- Title card
- Directed by: N. Pandian
- Produced by: Ashok Samraj
- Starring: Arunkumar; Manthra; Prakash Raj;
- Cinematography: Ganesh Ram
- Edited by: Lancy-Mohan
- Music by: Vidyasagar
- Production company: Kasthuri Film International
- Release date: 9 September 1996;
- Country: India
- Language: Tamil

= Priyam (1996 film) =

Priyam is a 1996 Indian Tamil-language romantic action film directed by N. Pandian and produced by Kasthuri Film International. The film stars Arun Vijay (credited as Arunkumar) alongside Manthra, while Prakash Raj plays a supporting role. It was released on 9 September 1996.

== Soundtrack ==
The soundtrack was composed by Vidyasagar. Lyricists Vairamuthu and ilakkiyan.

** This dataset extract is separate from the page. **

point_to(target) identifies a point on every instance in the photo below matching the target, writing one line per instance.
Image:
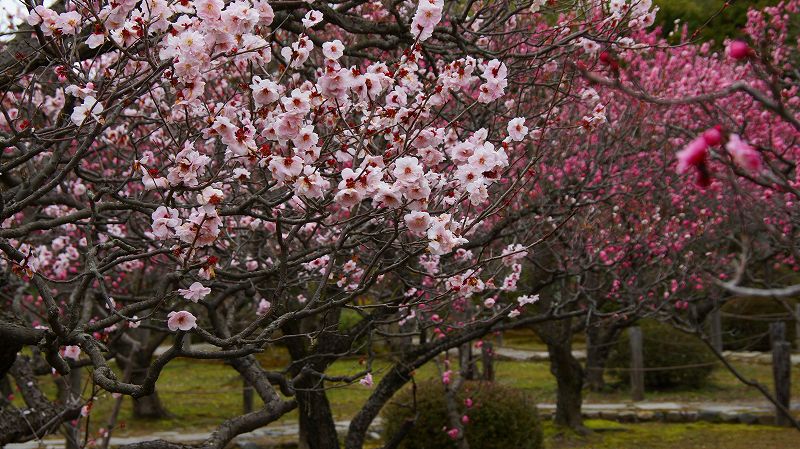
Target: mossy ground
(201, 394)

| number | Song | Lyricist | Singers |
|---|---|---|---|
| 1. | "Adaam Evaal" | Vairamuthu | Mano, Devie Neithiyar |
| 2. | "Dilruba Dilruba" | Vairamuthu | Gopal Rao, Anuradha Sriram |
| 3. | "Kadhal Valai" | Ilakkiyan | Gopal Rao, Sindhu |
| 4. | "Oru Kelvi" | Vairamuthu | P. Unnikrishnan, Sujatha |
| 5. | "Thulli Varum" | Vairamuthu | Mano, Swarnalatha |
| 6. | "Udaiyatha Vennila" | Vairamuthu | Hariharan, K. S. Chithra |

== Reception ==
The film was a moderate hit at the box office. R. P. R. of Kalki praised the music, cinematography and Prakash Raj's acting and added the film's first fifteen minutes feels dragged but the pace picks up after the arrival of Prakash Raj. D. S. Ramanujam of The Hindu wrote, "Arun Kumar and newcomer Manthra make a pleasing pair, romancing without any inhibition, Ganeshram's camera making the best use of the seashore fort and its ramparts in the song and dance portions. Prakashraj displays a lot of dash in his approach, the wolf in sheep's clothing effect being brought about without much sweat".